FIG. 5 is a graph with the abscissa for the doping concentration of nitrogen (/cm³) and the ordinate for the generation lifetime of minority carrier. It can be seen from the graph that the larger the generation lifetime of minority carrier is, the smaller the quantity of the metal contamination becomes. As illustrated in FIG. 5, it can be seen that the quantity of the metal contamination is the smallest at the nitrogen concentration of 1E+14 (/cm³). It should be noted that the generation lifetime of minority carrier was below the measurement limitation when no nitrogen is doped.

In the above-described embodiment, the ability of the IG is enhanced by facilitating the precipitation of BMD with the doping of nitrogen. Alternatively, carbon may be employed in place of nitrogen to facilitate the precipitation of the BMD. Further, the precipitation of the BMD may be facilitated by doping both nitrogen and carbon.

Although the above-described embodiment assumes a method of forming the polysilicon layer 3 as a strain layer for the EG, similar effect can also be obtained by another method of forming a mechanical strain layer by conducting a sand blast treatment on the back surface 1a of the silicon wafer 1′.

Further, the embodiment stated above assumes the silicon wafer 1′ doped with boron of low concentration, which is particularly effective in achieving the advantageous effect according to the present invention. However, the present invention can, of course, be also applied to the silicon wafer doped with boron of higher density.

INDUSTRIAL APPLICABILITY

The present invention is applicable for a silicon wafer doped with an impurity other than boron.

Claims

1. A silicon wafer, which is doped with an element that facilitates a precipitation of a bulk micro defect (BMD) and is subjected to an extrinsic gettering (EG) treatment.

2. The silicon wafer according to claim 1, wherein the element comprises one of nitrogen and carbon, or both nitrogen and carbon.

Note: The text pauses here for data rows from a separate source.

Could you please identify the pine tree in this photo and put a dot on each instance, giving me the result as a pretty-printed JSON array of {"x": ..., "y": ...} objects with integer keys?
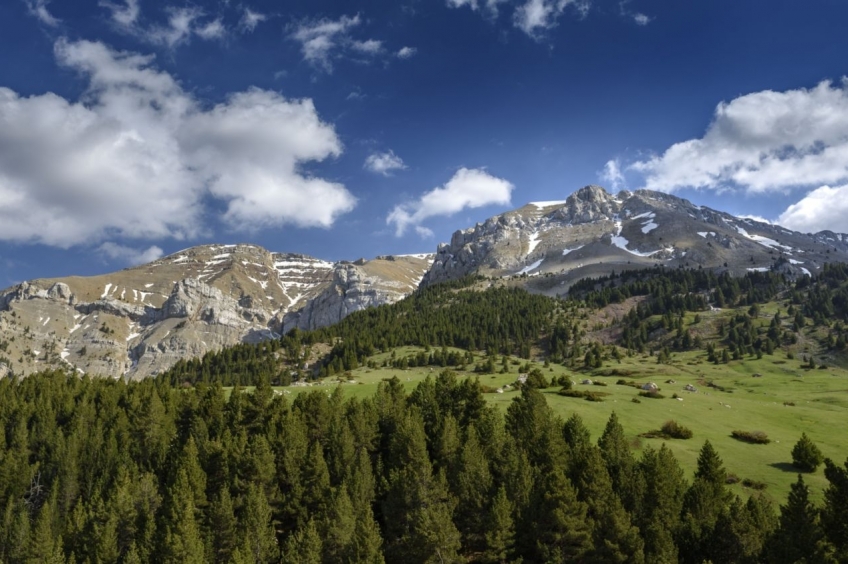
[
  {"x": 500, "y": 530},
  {"x": 798, "y": 534},
  {"x": 182, "y": 542},
  {"x": 257, "y": 530},
  {"x": 338, "y": 528},
  {"x": 705, "y": 501},
  {"x": 304, "y": 546},
  {"x": 806, "y": 456},
  {"x": 834, "y": 514},
  {"x": 556, "y": 528},
  {"x": 222, "y": 523}
]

3. The silicon wafer according to claim 1, wherein the wafer is doped with boron of a low concentration.

4. The silicon wafer according to claim 1, wherein an epitaxial growth layer is formed thereon.

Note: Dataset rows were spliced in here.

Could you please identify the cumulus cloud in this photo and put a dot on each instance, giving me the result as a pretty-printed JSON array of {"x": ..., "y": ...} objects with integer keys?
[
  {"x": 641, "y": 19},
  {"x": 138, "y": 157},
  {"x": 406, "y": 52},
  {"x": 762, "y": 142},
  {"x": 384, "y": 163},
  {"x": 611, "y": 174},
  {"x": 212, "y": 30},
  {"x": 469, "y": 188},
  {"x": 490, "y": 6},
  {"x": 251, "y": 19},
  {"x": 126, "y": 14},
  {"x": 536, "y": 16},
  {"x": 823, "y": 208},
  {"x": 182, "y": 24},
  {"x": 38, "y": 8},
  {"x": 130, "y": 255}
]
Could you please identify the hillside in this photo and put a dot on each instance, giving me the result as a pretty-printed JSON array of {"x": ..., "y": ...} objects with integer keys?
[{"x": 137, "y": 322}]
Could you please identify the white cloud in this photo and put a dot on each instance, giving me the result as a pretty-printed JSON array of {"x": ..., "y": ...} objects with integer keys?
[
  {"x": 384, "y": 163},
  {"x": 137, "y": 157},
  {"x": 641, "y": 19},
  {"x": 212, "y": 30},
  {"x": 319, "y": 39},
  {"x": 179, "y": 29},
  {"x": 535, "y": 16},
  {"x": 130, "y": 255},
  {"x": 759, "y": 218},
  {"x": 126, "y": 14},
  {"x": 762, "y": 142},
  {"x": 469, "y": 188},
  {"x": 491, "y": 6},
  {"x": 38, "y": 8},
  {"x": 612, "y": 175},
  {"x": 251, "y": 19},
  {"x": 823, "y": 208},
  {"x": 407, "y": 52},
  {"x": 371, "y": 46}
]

5. A silicon wafer, which is doped with nitrogen so as to increase a concentration of BMD to such an extent that an intrinsic gettering (IG) is conducted for, at least, nickel, and which is subjected to an extrinsic gettering (EG) treatment to such an extent that gettering of iron and copper is effected.

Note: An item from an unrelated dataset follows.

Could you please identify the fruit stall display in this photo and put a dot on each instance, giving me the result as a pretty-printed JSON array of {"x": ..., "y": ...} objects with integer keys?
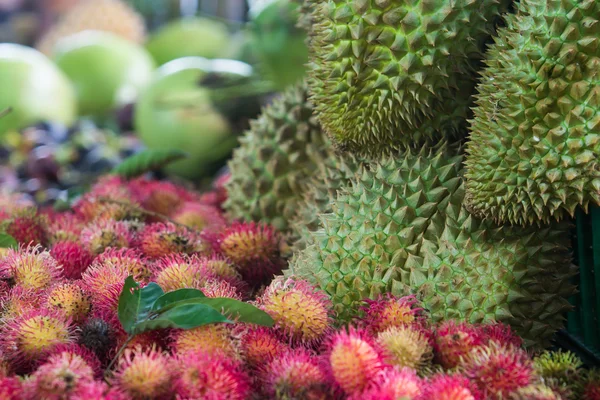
[{"x": 396, "y": 225}]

6. A method for manufacturing a silicon wafer, comprising: doping a silicon wafer with an element that facilitates a precipitation of BMD; and performing an extrinsic gettering (EG) treatment to the silicon wafer.

7. A method for manufacturing a silicon wafer, comprising: doping a silicon wafer with an element that facilitates a precipitation of BMD together with boron of a low concentration; and performing an extrinsic gettering (EG) treatment to the silicon wafer.

8. A method for manufacturing a silicon wafer, comprising: doping a silicon wafer with an element that facilitates a precipitation of BMD; performing an extrinsic gettering (EG) treatment to the silicon wafer; and forming an epitaxial growth layer on the silicon wafer.

9. A method for manufacturing a silicon wafer, comprising: doping a silicon wafer with an element that facilitates a precipitation of BMD together with boron of a low concentration; performing an extrinsic gettering (EG) treatment to the silicon wafer; and forming an epitaxial growth layer on the silicon wafer.

10. A method for manufacturing a silicon wafer, comprising: doping a silicon wafer with nitrogen so as to increase a concentration of BMD to such an extent that an intrinsic gettering (IG) is conducted for, at least, nickel; and performing an extrinsic gettering (EG) treatment to the silicon wafer to such an extent that gettering of iron and copper is effected.

11. A silicon wafer, which is subjected to selective gettering for various types of heavy metal ions by a plurality of different gettering means.